According to Mann there are three elements in poor housing affordability – low interest rates, high population growth and lack of supply.

On the supply argument he does not object to the argument that even with much greater supply, prices would probably not come down. (Because if prices fell it would not make sense to keep building).

“I see this as one of the huge challenges in the market. There is huge debate around negative gearing and capital gains.”

But working with the demand side, such as through tax initiatives, is “fiddling” because we don’t have sufficient supply, he says.

The issue isn’t about whether there is another 5 or 10 per cent margin for the developer.

“Developers are not in the market to suck out every single cent; they’re there to create a sustainable business,” he says. “It’s not about that last bit of margin. It’s about having a more consistent model.”

Industry and government have been doing quite a bit of good work but more needs to be done with infrastructure and the “noise” needs to be removed from the process such as with some councils fighting “silly arguments and different parts of state government not talking to each other”. The industry needs greater co-ordination, he says.

Mann also dismisses the idea of tailoring tax incentives such as capital gains tax discounts and negative gearing to geographic areas the government wants to stimulate as more “tinkering around the edges”.

Even though, we argue, that currently, these taxes are blunt instruments that apply equally to stimulate investment in areas that need it and areas that are way too hot.

“I don’t think we should ignore the demand side, as long as it’s strongly weighted with supply,” he responds.

There are signs of optimism in the work under way by institutional investors and their supporters to create an affordable housing asset class.
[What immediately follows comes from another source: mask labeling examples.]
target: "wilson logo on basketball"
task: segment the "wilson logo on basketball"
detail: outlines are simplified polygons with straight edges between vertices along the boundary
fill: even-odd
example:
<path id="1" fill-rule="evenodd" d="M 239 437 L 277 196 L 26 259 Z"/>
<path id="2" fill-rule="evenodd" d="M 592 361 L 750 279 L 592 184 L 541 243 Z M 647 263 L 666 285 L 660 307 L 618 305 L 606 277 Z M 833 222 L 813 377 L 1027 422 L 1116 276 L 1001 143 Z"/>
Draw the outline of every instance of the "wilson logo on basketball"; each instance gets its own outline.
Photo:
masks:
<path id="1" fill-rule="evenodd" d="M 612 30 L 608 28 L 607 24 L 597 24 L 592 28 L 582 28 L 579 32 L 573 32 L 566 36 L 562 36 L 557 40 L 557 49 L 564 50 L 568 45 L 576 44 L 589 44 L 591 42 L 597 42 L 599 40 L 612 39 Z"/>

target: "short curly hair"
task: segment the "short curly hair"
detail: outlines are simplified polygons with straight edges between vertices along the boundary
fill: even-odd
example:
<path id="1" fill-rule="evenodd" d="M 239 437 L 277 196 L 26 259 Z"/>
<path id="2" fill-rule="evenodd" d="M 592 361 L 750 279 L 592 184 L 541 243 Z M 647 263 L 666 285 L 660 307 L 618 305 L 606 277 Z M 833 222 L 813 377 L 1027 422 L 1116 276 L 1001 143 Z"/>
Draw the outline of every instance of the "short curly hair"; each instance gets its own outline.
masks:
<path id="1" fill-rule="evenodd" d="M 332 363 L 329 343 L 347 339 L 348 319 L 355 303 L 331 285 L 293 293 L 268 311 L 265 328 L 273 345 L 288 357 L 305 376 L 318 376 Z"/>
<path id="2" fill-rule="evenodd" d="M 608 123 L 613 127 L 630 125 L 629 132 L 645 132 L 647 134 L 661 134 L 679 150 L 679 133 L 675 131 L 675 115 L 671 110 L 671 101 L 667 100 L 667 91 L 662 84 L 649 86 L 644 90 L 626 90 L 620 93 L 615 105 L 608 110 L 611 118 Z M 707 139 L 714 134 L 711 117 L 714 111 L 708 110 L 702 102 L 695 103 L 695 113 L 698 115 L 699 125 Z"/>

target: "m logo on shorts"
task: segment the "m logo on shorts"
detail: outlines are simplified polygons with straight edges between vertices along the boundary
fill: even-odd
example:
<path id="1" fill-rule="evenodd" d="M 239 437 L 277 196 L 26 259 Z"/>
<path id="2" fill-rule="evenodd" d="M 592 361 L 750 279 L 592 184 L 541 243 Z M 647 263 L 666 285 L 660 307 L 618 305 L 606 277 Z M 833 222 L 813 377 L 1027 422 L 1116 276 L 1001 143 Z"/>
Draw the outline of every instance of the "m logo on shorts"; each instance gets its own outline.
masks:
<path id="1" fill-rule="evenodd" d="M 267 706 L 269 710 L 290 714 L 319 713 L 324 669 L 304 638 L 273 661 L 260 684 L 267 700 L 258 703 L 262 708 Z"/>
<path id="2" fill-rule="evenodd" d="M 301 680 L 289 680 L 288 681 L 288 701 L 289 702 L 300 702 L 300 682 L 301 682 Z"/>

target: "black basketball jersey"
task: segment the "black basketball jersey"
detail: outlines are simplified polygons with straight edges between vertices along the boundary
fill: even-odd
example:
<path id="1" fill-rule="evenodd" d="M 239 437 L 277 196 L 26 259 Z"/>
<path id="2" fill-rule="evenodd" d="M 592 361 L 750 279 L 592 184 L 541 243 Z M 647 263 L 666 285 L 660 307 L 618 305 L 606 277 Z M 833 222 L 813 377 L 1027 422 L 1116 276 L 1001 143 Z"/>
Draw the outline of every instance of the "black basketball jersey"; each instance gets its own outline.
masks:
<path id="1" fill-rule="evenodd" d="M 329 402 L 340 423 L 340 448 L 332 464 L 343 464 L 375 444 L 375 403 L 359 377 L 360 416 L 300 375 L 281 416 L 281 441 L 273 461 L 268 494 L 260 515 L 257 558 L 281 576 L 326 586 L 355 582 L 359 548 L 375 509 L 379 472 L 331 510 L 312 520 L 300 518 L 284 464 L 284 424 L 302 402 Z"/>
This would be good for our cities, he says.

“Cities are under stress. There is this big gap between housing costs and affordability, and the impact on young people.

“Right now it’s mum and dad investors who are providing the rental stock and it’s not as if we have affordable rents, so governments should encourage institutional investment.”

There’s a bunch of people working on this issue but they need to get the tax structures right, he says.

“It’s an incredibly exciting and important time for the development industry together with the changing face of our cities.

“We’ve got record infrastructure investment in Sydney and at the same time higher housing prices. It’s a confluence of great opportunities and challenges.”